Modifying the kernelspace main()
The main.cpp that we copied from the template application should look like this:
#include <cstdio>
#include <sys/wait.h>
#include <signal.h>
#include <spawn.h>
using namespace std;
int main()
{
pid_t pid;
const char *arg[] = { "/bin/hello", nullptr };
const char *env[] = { nullptr };
int ec=posix_spawn(&pid,arg[0],NULL,NULL,(char* const*)arg,(char* const*)env);
if(ec!=0)
{
iprintf("spawn returned %d\n",ec);
return 1;
}
pid=wait(&ec);
iprintf("pid %d exited\n",pid);
if(WIFEXITED(ec))
{
iprintf("Exit code is %d\n",WEXITSTATUS(ec));
} else if(WIFSIGNALED(ec)) {
if(WTERMSIG(ec)==SIGSEGV) iprintf("Process segfaulted\n");
else iprintf("Process terminated due to an error\n");
}
return 0;
}
This is a generic code to spawn a process that should work on any POSIX-compliant OS, including Linux and MacOS, except for the use of iprintf instead of printf to save code size.
However, in this tutorial, we also want to run a kernelspace application that blinks an LED. To do so while main() spawns and waits for the process, we'll use a thread.

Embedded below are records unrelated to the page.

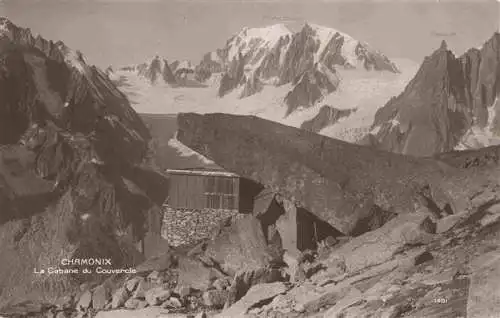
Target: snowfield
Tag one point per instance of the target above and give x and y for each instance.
(366, 91)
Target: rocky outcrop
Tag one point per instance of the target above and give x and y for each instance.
(450, 103)
(157, 70)
(326, 116)
(241, 246)
(341, 183)
(233, 77)
(65, 192)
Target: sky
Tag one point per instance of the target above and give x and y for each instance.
(124, 32)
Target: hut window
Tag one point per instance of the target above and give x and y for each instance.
(220, 193)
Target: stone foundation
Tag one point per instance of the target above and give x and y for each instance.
(186, 226)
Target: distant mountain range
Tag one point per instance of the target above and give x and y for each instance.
(323, 80)
(274, 73)
(451, 103)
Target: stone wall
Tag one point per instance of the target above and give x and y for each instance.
(185, 226)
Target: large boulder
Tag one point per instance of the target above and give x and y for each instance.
(241, 246)
(379, 246)
(341, 183)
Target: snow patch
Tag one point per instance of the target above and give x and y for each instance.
(325, 34)
(256, 39)
(185, 151)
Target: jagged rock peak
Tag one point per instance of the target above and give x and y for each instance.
(444, 45)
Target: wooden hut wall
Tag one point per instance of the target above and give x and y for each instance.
(187, 191)
(201, 191)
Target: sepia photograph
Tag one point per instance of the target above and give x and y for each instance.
(249, 158)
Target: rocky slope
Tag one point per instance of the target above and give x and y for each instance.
(326, 116)
(72, 183)
(307, 60)
(344, 184)
(427, 263)
(450, 104)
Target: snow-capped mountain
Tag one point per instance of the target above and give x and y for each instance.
(282, 76)
(309, 60)
(451, 103)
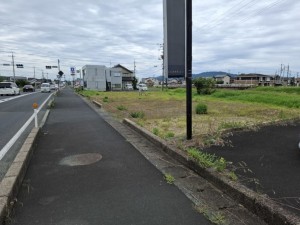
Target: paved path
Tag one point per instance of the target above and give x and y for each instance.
(83, 172)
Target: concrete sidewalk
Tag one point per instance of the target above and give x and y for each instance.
(84, 172)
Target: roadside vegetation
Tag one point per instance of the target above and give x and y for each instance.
(164, 111)
(215, 114)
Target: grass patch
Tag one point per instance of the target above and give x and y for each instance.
(121, 107)
(166, 111)
(201, 108)
(169, 179)
(207, 160)
(137, 115)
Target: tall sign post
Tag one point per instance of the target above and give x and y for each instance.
(188, 68)
(178, 48)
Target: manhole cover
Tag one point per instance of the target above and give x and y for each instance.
(81, 159)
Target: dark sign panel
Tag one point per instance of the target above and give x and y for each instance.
(174, 38)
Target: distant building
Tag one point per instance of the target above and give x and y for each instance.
(222, 79)
(150, 81)
(255, 79)
(127, 75)
(99, 77)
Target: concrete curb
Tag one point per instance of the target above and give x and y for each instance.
(97, 104)
(260, 205)
(12, 181)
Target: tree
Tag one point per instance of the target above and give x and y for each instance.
(204, 86)
(134, 83)
(21, 83)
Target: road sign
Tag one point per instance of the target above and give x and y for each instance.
(72, 70)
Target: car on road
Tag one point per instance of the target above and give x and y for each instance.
(45, 87)
(28, 88)
(9, 88)
(128, 87)
(142, 87)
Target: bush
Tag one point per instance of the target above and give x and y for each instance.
(137, 115)
(105, 99)
(204, 86)
(155, 131)
(121, 108)
(201, 108)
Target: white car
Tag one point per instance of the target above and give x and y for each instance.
(9, 88)
(128, 87)
(142, 87)
(45, 87)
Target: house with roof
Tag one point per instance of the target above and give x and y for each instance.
(222, 79)
(127, 75)
(255, 79)
(102, 78)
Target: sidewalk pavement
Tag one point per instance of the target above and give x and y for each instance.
(83, 172)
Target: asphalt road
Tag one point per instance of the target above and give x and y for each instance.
(14, 112)
(84, 172)
(272, 154)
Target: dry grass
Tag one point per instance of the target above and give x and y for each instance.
(165, 113)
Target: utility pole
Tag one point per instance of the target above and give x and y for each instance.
(188, 67)
(34, 77)
(134, 68)
(13, 63)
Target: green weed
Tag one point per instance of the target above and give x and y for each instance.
(201, 108)
(207, 160)
(169, 178)
(121, 108)
(137, 115)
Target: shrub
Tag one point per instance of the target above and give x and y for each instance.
(121, 107)
(155, 131)
(201, 108)
(204, 86)
(169, 135)
(105, 99)
(137, 115)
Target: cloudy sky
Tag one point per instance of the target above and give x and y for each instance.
(236, 36)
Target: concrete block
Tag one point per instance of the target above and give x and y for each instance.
(7, 186)
(15, 169)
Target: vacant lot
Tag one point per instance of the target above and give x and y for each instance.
(164, 112)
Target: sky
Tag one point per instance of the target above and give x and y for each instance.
(234, 36)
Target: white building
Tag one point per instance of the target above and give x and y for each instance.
(96, 77)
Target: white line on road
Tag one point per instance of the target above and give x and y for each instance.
(6, 148)
(11, 98)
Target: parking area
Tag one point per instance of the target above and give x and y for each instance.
(268, 161)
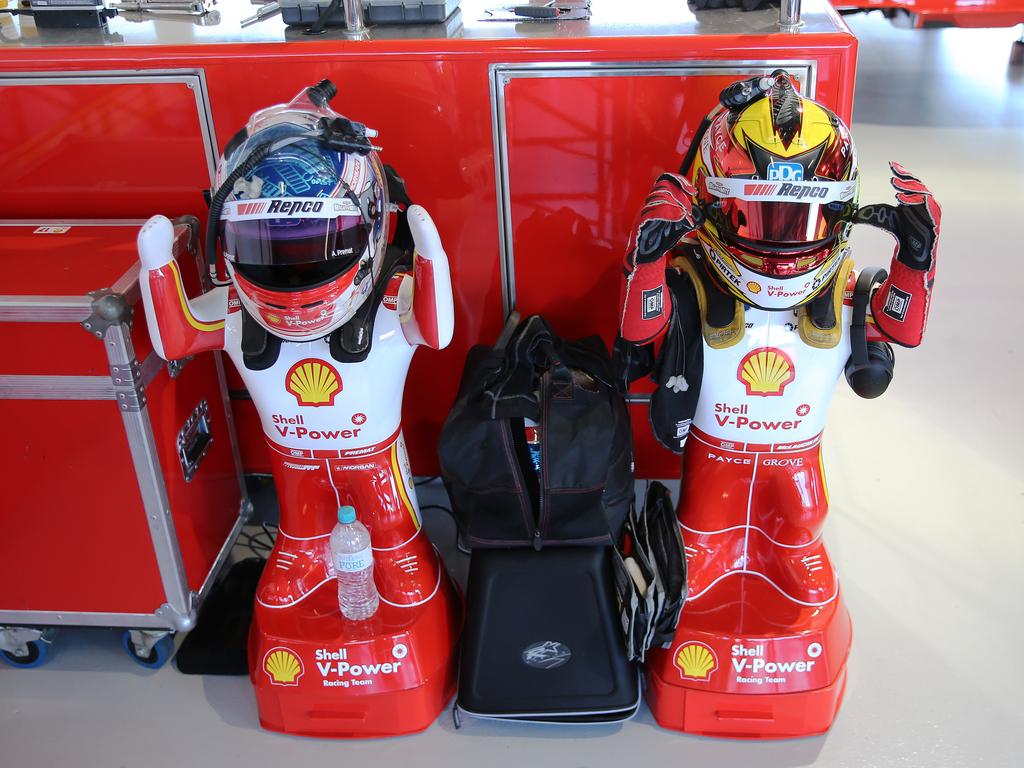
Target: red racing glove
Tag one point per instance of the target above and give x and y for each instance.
(900, 304)
(668, 214)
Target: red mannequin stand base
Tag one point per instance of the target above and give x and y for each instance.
(779, 680)
(389, 675)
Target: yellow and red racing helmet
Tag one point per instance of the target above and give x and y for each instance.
(776, 176)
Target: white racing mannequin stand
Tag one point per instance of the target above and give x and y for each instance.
(761, 314)
(332, 418)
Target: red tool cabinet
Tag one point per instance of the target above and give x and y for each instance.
(531, 144)
(123, 489)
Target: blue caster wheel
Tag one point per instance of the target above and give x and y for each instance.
(38, 653)
(159, 654)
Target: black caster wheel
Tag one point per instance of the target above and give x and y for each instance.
(159, 654)
(38, 653)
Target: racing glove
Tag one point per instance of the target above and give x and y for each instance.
(900, 305)
(668, 214)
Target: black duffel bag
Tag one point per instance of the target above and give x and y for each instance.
(573, 485)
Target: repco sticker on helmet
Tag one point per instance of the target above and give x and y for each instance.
(279, 208)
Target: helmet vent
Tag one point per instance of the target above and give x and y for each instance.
(786, 110)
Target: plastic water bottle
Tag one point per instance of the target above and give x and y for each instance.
(353, 563)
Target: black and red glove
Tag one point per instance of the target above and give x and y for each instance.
(900, 304)
(668, 214)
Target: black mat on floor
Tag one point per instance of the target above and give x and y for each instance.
(219, 642)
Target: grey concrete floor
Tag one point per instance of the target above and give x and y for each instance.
(927, 523)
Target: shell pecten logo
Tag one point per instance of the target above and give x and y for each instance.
(283, 667)
(766, 372)
(313, 382)
(695, 660)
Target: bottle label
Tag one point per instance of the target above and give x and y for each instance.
(354, 561)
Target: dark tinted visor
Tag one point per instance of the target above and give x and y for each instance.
(294, 241)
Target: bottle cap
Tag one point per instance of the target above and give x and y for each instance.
(346, 514)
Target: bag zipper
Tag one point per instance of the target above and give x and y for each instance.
(520, 483)
(545, 387)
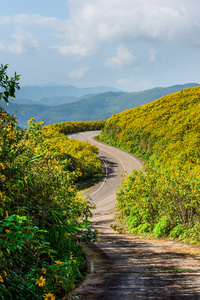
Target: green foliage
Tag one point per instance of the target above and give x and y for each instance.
(8, 84)
(163, 198)
(42, 217)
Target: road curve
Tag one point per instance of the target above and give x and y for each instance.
(124, 266)
(115, 163)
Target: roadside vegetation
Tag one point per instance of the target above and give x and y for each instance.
(42, 217)
(164, 198)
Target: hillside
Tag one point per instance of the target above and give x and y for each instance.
(169, 125)
(96, 107)
(163, 199)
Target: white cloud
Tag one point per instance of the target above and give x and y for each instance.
(152, 55)
(26, 19)
(95, 23)
(78, 73)
(122, 58)
(22, 42)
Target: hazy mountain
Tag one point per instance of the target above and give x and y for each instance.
(36, 93)
(97, 107)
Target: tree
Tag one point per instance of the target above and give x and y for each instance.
(8, 85)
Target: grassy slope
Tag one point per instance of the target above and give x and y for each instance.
(98, 107)
(164, 200)
(169, 126)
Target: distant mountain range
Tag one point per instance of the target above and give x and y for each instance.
(67, 103)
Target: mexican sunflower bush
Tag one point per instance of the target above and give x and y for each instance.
(42, 217)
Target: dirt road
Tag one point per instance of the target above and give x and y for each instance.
(124, 266)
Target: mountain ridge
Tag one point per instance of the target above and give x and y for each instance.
(97, 107)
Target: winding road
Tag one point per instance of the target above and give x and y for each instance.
(125, 266)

Modify the main() as follows:
#include <cstdio>
#include <sys/wait.h>
#include <signal.h>
#include <spawn.h>
#include <thread>
#include <interfaces/bsp.h>
using namespace std;
void blinker()
{
for(;;)
{
this_thread::sleep_for(500ms);
miosix::ledOn();
this_thread::sleep_for(500ms);
miosix::ledOff();
}
}
int main()
{
thread t(blinker);
t.detach();
pid_t pid;
const char *arg[] = { "/bin/hello", nullptr };
const char *env[] = { nullptr };
int ec=posix_spawn(&pid,arg[0],NULL,NULL,(char* const*)arg,(char* const*)env);
if(ec!=0)
{
iprintf("spawn returned %d\n",ec);
return 1;
}
pid=wait(&ec);
iprintf("pid %d exited\n",pid);
if(WIFEXITED(ec))
{
iprintf("Exit code is %d\n",WEXITSTATUS(ec));
} else if(WIFSIGNALED(ec)) {
if(WTERMSIG(ec)==SIGSEGV) iprintf("Process segfaulted\n");
else iprintf("Process terminated due to an error\n");
}
return 0;
}
Modifying the userspace main()
The userspace main() is the process_template/main.cpp file. Open it and replace its content with:
#include <cstdio>
#include <thread>
using namespace std;
int main()
{
for(;;)
{
this_thread::sleep_for(2s);
iprintf("Hello world\n");
}
}
Compiling and flashing
Just like in the previous tutorial, compile with make and flash using make program on Linux or with the chip vendor's flashing tool on Windows. Note that this time you'll need to flash image.bin and not main.bin.
You should see the LED blink and the Hello world being printed on the serial port.